TONY OURSLER
Lehmann Maupin, New York
By Joyce Korotkin
Documenting the history of technology as well as deconstructing the nature of the illusions he creates with it, Tony Oursler's drawings read like a diary of collected thoughts. Originating from the artist's research for his surreal sculptural installations, they begin with the "Mimetic" series—images of projectors and cameras, in colors like lime green and shocking pink, that progress into analyses of the components of perceptual illusions and their transmitters. Through a focus on the schematics of technology, the artist integrates text and code into works like Blue Brain, in which data emits from the brain, itself both a transmitter and receiver. Metaphysical inquiries are explored in images of objects that function as media for mimesis, such as Bad Doll or a ventriloquist's dummy.
Spanning a range from figurative to abstract and expressionist to boldly graphic, the works coalesce through subject matter into a cohesive thesis, one that breaks down process to see how things work, as in the silhouetted antennas of Good Job or the static of Live Broadcast. Pattern America incorporates all of Oursler's concerns, with its encoded map, superimposed text regarding wavelengths, and blue-faced wizard in crimson robes—perhaps the artist's alter ego? Like a mischievous Wizard of Oz, Oursler pulls the curtain of his own illusions aside as if to say, "See? It's nothing but smoke and mirrors."
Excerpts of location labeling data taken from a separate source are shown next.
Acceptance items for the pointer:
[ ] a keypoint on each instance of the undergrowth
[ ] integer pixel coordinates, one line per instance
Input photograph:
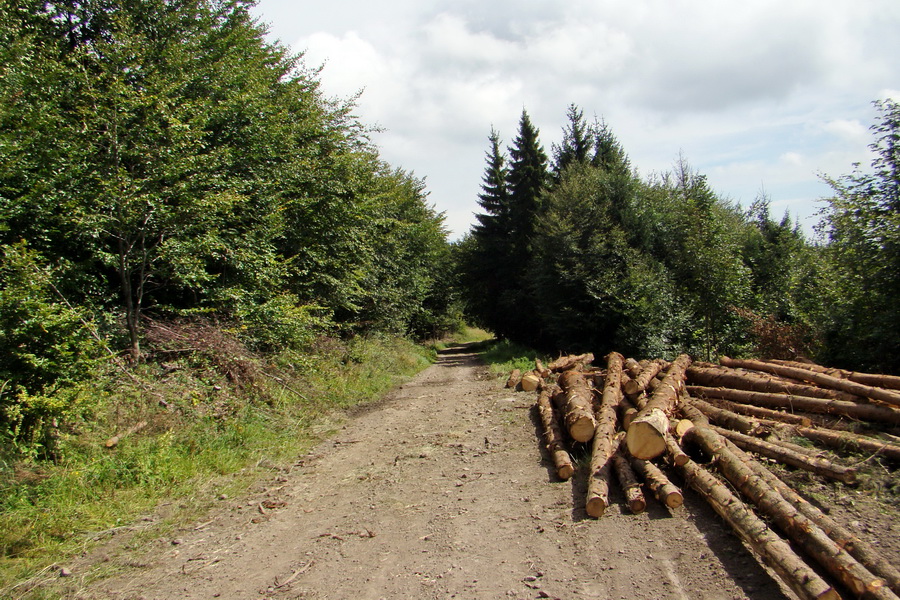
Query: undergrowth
(192, 426)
But is it? As Picasso once articulated, art is a lie that tells the truth. Oursler leaves truth— such as video projectors—in full view. The equipment belies the illusions it creates. Meaning lies somewhere between process and magical image. Oursler's real magic, however, lies in transcendent results rather than the sorcery of his means. His installations suspend the viewer between awe inspired by cutting-edge technologies and expressive angst. In arcane illusions and in his trademark parhos, Oursler makes viewers laugh and cry in the same gasp of amazement while leading them straight into the dark heart of human fragility. Contrasting illusions with truth, the artist lays bare his ruminations on technology, adding yet another layer of complexity to his oeuvre.